For the foregoing reasons, the undersigned recommends that the Court DENY the Government’s Motion to Dismiss.
V. Review by the District Court
The parties are hereby advised that, under the provisions of Local Rule 72.3(b) of the United States District Court for the District of Columbia, any party who objects to the Report and Recommendation must file a written objection thereto with the Clerk of this Court within 14 days of the party’s receipt of this Report and Recommendation. The written objections must specifically identify the portion of the report and/or recommendation to which objection is made and the basis for such objections. The parties are further advised that failure to file timely objections to the findings and recommendations set forth in this report may waive their right of appeal from an order of the District Court that adopts such findings and recommendation. See Thomas v.

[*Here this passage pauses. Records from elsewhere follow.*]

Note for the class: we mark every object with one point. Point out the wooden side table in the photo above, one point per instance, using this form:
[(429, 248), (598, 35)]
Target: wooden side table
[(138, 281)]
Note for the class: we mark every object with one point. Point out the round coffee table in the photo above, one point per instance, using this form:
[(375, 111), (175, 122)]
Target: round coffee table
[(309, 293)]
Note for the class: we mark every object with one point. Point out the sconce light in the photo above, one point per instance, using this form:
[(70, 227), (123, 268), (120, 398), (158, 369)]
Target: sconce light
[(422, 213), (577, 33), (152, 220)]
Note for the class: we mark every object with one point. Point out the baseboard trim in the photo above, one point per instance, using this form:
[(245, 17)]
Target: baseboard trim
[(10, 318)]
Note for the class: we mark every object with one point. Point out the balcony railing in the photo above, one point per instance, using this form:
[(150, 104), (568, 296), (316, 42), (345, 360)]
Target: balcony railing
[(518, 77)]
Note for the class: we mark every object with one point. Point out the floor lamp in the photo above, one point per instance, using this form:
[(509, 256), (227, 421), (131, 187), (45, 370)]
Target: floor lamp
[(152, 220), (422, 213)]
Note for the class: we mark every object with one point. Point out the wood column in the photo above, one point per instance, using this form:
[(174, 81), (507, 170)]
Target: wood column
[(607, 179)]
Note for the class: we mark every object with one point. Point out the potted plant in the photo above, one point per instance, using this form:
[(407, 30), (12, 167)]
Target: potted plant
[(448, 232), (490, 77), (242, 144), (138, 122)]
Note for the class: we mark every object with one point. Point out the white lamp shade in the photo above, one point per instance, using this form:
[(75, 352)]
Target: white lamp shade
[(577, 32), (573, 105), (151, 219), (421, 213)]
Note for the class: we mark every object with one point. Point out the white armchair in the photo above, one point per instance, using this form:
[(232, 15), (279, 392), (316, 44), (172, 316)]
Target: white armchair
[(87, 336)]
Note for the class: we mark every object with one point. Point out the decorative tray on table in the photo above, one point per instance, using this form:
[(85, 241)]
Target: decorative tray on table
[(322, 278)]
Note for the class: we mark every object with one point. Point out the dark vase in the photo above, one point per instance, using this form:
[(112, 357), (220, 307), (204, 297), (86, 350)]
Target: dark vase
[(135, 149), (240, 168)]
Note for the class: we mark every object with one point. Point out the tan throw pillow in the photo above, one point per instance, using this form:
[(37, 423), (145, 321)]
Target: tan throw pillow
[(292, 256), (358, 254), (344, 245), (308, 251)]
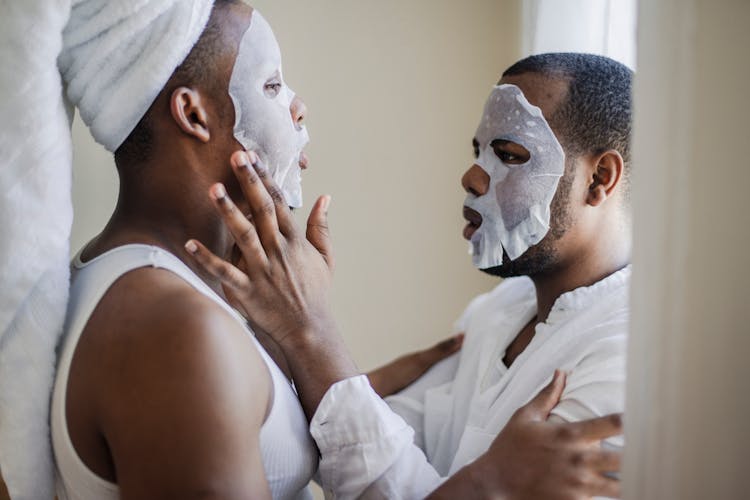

Arn, 474 U.S. 140, 144–45 (1985).
This is true even though “the phrase ‘common law’ does not appear in [the Government’s prior] motion.” See ECF No. 63 (Def.’s Reply) at 5. What the Government pled is less important than what the Court previously ruled—that the Nation set forth “specific relevant statutes” for its claims. Cherokee Nation, 2020 WL 224486, at *2. This answered the underpinning of the instant motion—tracing the source of the Nation’s claims.
The Government should have known to walk away from this argument after this Court’s prior rejection; but after the Nation explicitly stated that it was not raising claims based on common law, the Government should have followed the sage advice of Kenny Rogers and known to run away. See In re Lehman Bros. Sec. & ERISA Litig., No. 08-cv-5523, 2012 WL 1563879, at *1 (S.D.N.Y. May 3, 2012) (“As Kenny Rogers taught at least one generation with his hit song, The Gambler, in both life and in poker[:] ‘You got to know when to hold ‘em, know when to fold ‘em, [k]now when to walk away[,] and know when to run.’ ”).